Das sehe ich in gewisser Weise so. Man muss das folgendermaßen begreifen: Armin Laschet hat das gemacht, was aus Sicht seiner Partei erforderlich war. Er ist in die Offensive gekommen, er hat damit auch der Aufforderung, gerade aus Reihen der CSU von Markus Söder, Rechnung getragen. Er ist aggressiv aufgetreten, hat polarisiert. Aber das ist sein ganz großes Problem. Er war damit nicht staatsmännisch. Er war damit zum Teil so aggressiv, dass man sich wunderte, warum tritt der Mann, der ja der Nachfolger von Angela Merkel werden will, auch als Aggressor quasi gegen die eigene Regierung auf? Das konnte Scholz ganz ruhig aussitzen. Er hat damit die Merkel-Rolle übernommen. Auslächelnd, aussitzend, ausstehend kann man sagen. Aber die Grundfrage ist die: Ist er damit nicht ein Stück weit wiederum zu scholzig, zu sehr Scholzomat gewesen? Aber ich würde auch sagen, in jedem Fall hat Laschet seine Rolle noch nicht gefunden. Lange Zeit wollte er ja die Partei als Moderator nach vorne bringen. Jetzt ist er vollkommen umgefallen in die Rolle des Polarisierers - und das passt eigentlich nicht zu ihm.

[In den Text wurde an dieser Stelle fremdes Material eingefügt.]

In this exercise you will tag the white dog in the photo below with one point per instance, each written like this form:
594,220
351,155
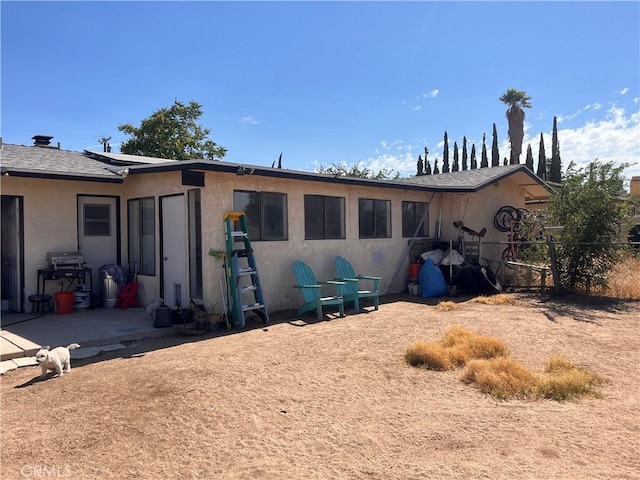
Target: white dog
58,359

Olaf Scholz' Stärke war bislang, dass er im Gegensatz zu den anderen beiden keine groben Fehler gemacht hat. Hat er denn nun gestern Abend gezeigt, dass er auch darüber hinaus etwas zu bieten hat?

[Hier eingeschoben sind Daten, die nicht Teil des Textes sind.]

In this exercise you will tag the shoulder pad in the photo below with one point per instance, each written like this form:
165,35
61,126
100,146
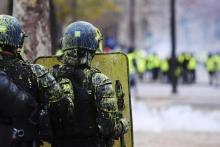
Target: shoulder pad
38,70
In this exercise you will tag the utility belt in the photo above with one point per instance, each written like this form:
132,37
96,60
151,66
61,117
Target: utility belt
18,130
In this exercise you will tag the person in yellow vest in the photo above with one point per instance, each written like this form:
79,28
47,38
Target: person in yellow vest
216,60
132,71
210,66
149,65
192,69
164,68
141,63
156,67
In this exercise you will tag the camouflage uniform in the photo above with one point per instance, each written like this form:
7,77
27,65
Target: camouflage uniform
95,121
25,89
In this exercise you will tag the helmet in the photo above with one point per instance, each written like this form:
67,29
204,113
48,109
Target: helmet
11,34
81,35
80,42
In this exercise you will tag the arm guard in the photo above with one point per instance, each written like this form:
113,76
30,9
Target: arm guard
60,104
14,101
108,116
47,83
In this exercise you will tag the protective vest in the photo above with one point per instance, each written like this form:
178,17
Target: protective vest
141,62
210,64
82,124
20,74
164,66
131,58
192,64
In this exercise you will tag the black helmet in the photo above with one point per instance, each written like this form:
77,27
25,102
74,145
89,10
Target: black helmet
11,34
82,35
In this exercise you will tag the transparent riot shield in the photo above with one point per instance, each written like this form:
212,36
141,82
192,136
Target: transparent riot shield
115,66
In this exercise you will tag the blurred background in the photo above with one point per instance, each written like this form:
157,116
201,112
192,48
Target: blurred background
173,47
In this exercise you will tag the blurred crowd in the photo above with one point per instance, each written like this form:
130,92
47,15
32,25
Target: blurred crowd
150,67
213,67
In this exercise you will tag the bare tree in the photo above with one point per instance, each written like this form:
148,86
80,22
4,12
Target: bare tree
34,17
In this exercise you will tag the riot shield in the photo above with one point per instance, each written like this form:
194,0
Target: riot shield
115,66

Naja, er hat eben tatsächlich mit Abstand die staatsmännischste Pose eingenommen, und das ist ja das Ironische. Scholz ist mittlerweile fast so etwas wie der Titelverteidiger. Er ist in erstaunlicher Weise in die Rolle des Favoriten geraten. Er hat diese Rolle behauptet, er hat sich nicht aus der Ruhe bringen lassen. Er hat für mein Verständnis manchmal sogar zu ruhig argumentiert. Das wird vielleicht noch ein Punkt sein, wo alle nachjustieren. Scholz wird emotionaler werden müssen, er wird auch mehr Leidenschaft aufbieten müssen. Er war gestern zu sehr Scholzomat, aber in der Tat, er ließ sich nicht aus der Ruhe bringen. Er hat auch keine Fehler gemacht, während Laschet aufpassen muss, dass er nicht fast schon als Oppositionspolitiker erscheint. Und insofern glaube ich, wird man in den nächsten Triellen, es gibt ja noch zwei, erleben, dass jetzt nachjustiert wird und dass beide an den Schwächen arbeiten und vielleicht Annalena Baerbock uns noch einmal überrascht und das Rennen wieder offener machen kann.

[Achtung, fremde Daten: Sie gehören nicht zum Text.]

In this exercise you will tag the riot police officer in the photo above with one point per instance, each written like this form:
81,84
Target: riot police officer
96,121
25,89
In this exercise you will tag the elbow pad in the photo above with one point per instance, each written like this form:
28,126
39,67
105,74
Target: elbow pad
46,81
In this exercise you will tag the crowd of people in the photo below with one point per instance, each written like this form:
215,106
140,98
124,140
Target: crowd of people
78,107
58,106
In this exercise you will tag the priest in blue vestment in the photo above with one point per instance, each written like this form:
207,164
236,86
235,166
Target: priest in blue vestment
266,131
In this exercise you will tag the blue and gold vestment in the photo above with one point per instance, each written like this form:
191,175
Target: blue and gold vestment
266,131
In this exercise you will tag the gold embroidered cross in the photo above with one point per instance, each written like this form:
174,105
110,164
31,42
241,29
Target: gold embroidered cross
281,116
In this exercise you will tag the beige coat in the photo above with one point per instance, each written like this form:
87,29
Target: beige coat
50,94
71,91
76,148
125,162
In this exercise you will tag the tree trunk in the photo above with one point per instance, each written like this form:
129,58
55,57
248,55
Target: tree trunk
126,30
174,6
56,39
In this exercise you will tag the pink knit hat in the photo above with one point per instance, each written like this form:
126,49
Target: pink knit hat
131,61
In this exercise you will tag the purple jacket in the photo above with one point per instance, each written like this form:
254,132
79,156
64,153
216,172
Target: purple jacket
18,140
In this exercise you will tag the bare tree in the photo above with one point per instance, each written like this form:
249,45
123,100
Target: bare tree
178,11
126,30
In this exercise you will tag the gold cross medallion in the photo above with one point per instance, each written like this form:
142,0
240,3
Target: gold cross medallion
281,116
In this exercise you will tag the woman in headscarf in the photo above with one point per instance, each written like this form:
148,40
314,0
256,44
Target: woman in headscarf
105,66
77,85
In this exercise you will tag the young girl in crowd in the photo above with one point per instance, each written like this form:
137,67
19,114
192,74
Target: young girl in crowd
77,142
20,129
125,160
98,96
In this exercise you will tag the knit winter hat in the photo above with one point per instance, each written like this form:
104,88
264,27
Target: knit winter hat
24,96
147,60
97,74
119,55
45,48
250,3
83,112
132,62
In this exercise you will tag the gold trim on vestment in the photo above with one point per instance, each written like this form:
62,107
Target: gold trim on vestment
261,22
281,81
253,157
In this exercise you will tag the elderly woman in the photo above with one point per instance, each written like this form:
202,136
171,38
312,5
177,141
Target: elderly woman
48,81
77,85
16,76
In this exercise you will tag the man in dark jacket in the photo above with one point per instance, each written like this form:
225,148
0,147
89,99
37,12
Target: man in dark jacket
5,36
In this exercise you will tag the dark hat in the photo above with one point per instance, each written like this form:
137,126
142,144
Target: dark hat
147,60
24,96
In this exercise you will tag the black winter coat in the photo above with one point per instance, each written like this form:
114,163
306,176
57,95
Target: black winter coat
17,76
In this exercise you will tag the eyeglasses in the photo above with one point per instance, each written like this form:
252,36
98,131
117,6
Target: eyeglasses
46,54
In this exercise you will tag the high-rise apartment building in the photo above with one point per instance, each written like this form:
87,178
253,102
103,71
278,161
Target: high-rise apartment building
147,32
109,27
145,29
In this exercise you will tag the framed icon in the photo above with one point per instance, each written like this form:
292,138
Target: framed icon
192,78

Apropos: Vier Wochen Zeit sind ja noch. Kann immer noch alles passieren?

Es kann noch sehr, sehr viel passieren! Gestern war es sehr, sehr spannend zu sehen, ob jemand sich aus dem Rennen nimmt. Das war nicht der Fall. Keiner hat große kardinale Fehler gemacht. Die große Frage wird sein, wie jetzt die Entwicklung weitergeht. Passiert noch etwas? Afghanistan ist völlig offen. Wir wissen nicht, was dort noch alles geschieht. Die außenpolitische Frage wird weiter virulent sein. Also das ist ein Bereich, das hat man gestern übrigens auch gemerkt, da war Laschet besonders aggressiv. Besonders, irritierenderweise übrigens auch gerade deshalb, weil ja die Kanzlerin die Hauptverantwortliche ist. Aber dieser Bereich ist völlig offen. Es wird auch die spannende Frage weiter im Raum sein, wie verhält sich die Republik zu der Frage, zu der gestern Baerbock und auch Olaf Scholz nicht klar waren, wie verhält man sich zur Frage von Rot-Rot-Grün? Kommt eine Koalition mit der Linkspartei noch in den Raum des Möglichen? Auch da wird es spannend bleiben. Insofern war das ein ungemein spannender Auftakt für die heiße Wahlkampfphase.